MAHKEMESİ :İcra Ceza Mahkemesi
SUÇ : Gerçeğe aykırı beyanda bulunmak
Yerel Mahkemece bozma üzerine verilen hükümler temyiz edilmekle; başvurunun süresi, kararın niteliği ve suç tarihine göre dosya incelendi, gereği görüşülüp düşünüldü:
Temyiz isteğinin reddi nedenleri bulunmadığından işin esasına geçildi.

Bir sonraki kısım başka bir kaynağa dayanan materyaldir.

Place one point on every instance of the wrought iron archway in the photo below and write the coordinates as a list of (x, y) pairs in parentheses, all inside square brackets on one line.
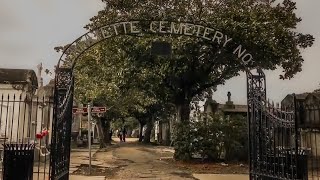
[(64, 78)]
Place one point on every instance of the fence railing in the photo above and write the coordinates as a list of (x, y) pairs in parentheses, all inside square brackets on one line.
[(25, 124)]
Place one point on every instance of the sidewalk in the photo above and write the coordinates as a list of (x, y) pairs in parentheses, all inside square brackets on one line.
[(221, 177), (75, 177)]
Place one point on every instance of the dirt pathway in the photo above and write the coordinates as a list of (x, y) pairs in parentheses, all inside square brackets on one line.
[(136, 161)]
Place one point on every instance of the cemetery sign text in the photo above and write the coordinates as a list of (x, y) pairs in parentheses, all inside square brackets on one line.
[(154, 27)]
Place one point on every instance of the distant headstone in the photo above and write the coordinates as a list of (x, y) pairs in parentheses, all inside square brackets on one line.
[(161, 48)]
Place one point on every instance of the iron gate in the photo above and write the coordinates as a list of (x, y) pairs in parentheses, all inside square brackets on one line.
[(273, 135), (61, 126)]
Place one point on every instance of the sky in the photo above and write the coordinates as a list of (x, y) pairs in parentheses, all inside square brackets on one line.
[(29, 30)]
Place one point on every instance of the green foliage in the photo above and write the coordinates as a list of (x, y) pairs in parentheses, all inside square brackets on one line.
[(220, 135), (122, 74), (182, 141)]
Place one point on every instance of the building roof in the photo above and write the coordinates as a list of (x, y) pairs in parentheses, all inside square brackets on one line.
[(18, 76)]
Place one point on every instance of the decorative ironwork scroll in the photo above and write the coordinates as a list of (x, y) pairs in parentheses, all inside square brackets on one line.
[(273, 136)]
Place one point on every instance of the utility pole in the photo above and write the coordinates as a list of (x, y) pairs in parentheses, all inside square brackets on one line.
[(89, 136)]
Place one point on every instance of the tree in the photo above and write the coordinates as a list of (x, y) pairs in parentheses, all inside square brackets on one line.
[(103, 79), (267, 30)]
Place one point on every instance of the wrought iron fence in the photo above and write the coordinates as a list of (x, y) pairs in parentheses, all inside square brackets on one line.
[(309, 128), (274, 136), (25, 124)]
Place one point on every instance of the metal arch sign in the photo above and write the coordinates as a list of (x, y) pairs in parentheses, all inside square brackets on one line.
[(84, 110), (80, 45)]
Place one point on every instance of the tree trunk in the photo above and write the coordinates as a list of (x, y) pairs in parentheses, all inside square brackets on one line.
[(140, 132), (148, 131), (101, 133), (183, 111), (104, 129), (182, 139)]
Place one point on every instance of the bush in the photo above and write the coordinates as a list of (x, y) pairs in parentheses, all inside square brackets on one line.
[(219, 137)]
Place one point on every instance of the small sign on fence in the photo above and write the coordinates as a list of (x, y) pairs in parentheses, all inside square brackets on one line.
[(85, 110)]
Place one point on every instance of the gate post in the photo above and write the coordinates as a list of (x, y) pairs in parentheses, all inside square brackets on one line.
[(18, 161), (61, 125)]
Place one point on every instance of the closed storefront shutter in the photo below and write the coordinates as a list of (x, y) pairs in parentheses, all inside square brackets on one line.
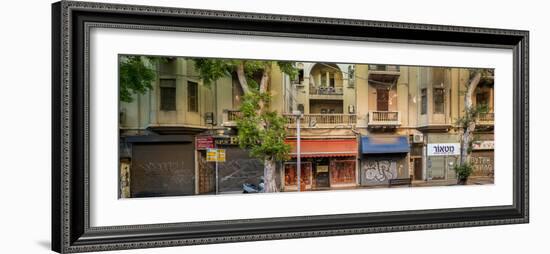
[(162, 169)]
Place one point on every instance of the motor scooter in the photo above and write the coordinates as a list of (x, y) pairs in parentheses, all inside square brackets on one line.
[(252, 188)]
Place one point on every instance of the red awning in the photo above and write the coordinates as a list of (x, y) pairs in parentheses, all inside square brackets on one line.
[(324, 147)]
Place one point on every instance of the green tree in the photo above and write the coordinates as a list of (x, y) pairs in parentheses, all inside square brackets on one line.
[(136, 75), (468, 121), (261, 130)]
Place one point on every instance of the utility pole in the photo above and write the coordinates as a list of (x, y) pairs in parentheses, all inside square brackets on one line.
[(298, 115)]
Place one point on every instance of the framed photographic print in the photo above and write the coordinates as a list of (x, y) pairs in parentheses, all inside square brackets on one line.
[(181, 126)]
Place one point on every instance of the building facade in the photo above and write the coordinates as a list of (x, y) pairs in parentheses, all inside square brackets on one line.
[(361, 125), (402, 119)]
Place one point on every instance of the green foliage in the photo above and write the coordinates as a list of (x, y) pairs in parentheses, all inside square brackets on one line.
[(211, 70), (463, 171), (263, 133), (260, 130), (288, 68), (136, 75), (471, 114)]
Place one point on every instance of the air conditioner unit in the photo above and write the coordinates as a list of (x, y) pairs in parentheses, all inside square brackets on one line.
[(418, 138)]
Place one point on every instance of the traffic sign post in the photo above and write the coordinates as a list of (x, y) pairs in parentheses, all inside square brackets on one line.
[(215, 155)]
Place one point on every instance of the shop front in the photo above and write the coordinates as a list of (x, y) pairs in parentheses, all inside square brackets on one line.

1 ) “Gerçeğe aykırı beyanda bulunmak” suçuna ilişkin olarak kurulan hükme yönelik yapılan incelemede;
Sanıkların eylemlerinin 2004 sayılı İİK'nın 338. maddesi kapsamında olduğu, suç tarihinin 21/02/2012 tarihi olduğu, suçun gerektirdiği cezanın türü ve üst sınırına göre davanın 5237 sayılı TCK’nın 66/1-e ve 67. maddelerinde öngörülen 8 yıllık olağan zamanaşımı süresine tabi bulunduğu, zamanaşımının son kesildiği 11/10/2012 tarihli sanıkların mahkeme huzurunda alınan savunmaları ile mahkeme karar tarihi arasında zamanaşımını kesen herhangi bir hüküm ve işlem bulunmaması nedeniyle, 5237 sayılı TCK’nın 66/1-e maddesinde öngörülen zamanaşımı süresinin 11/10/2020 tarihinde yargılama sırasında dolduğunun anlaşılması,
Bozmayı gerektirmiş, şikayetçi vekilinin temyiz nedenleri bu itibarla yerinde görüldüğünden, hükümlerin 5320 sayılı Kanun’un 8/1. maddesi gereğince yürürlükte bulunan 1412 sayılı CMUK’nın 321. maddesi uyarınca tebliğnameye uygun olarak BOZULMASINA, ancak bu husus yeniden yargılamayı gerektirmediğinden, CMUK’nın 322. maddesinin verdiği yetkiyle 5271 sayılı CMK’nın 223/8 maddesi uyarınca gerçekleşen zamanaşımı nedeniyle davaların ayrı ayrı DÜŞÜRÜLMESİNE,
2-) Tazminata ilişkin olarak kurulan hükme yönelik yapılan incelemede;
Vicdani kanının oluştuğu duruşma sürecini yansıtan tutanaklar, belgeler ve gerekçe içeriğine göre yapılan incelemede,eyleme ve yükletilen suça yönelik şikayetçi vekilinin temyiz nedenleri yerinde görülmediğinden tebliğnameye uygun olarak, TEMYİZ DAVASININ ESASTAN REDDİYLE HÜKMÜN ONANMASINA, 05/07/2022 tarihinde oy birliğiyle karar verildi.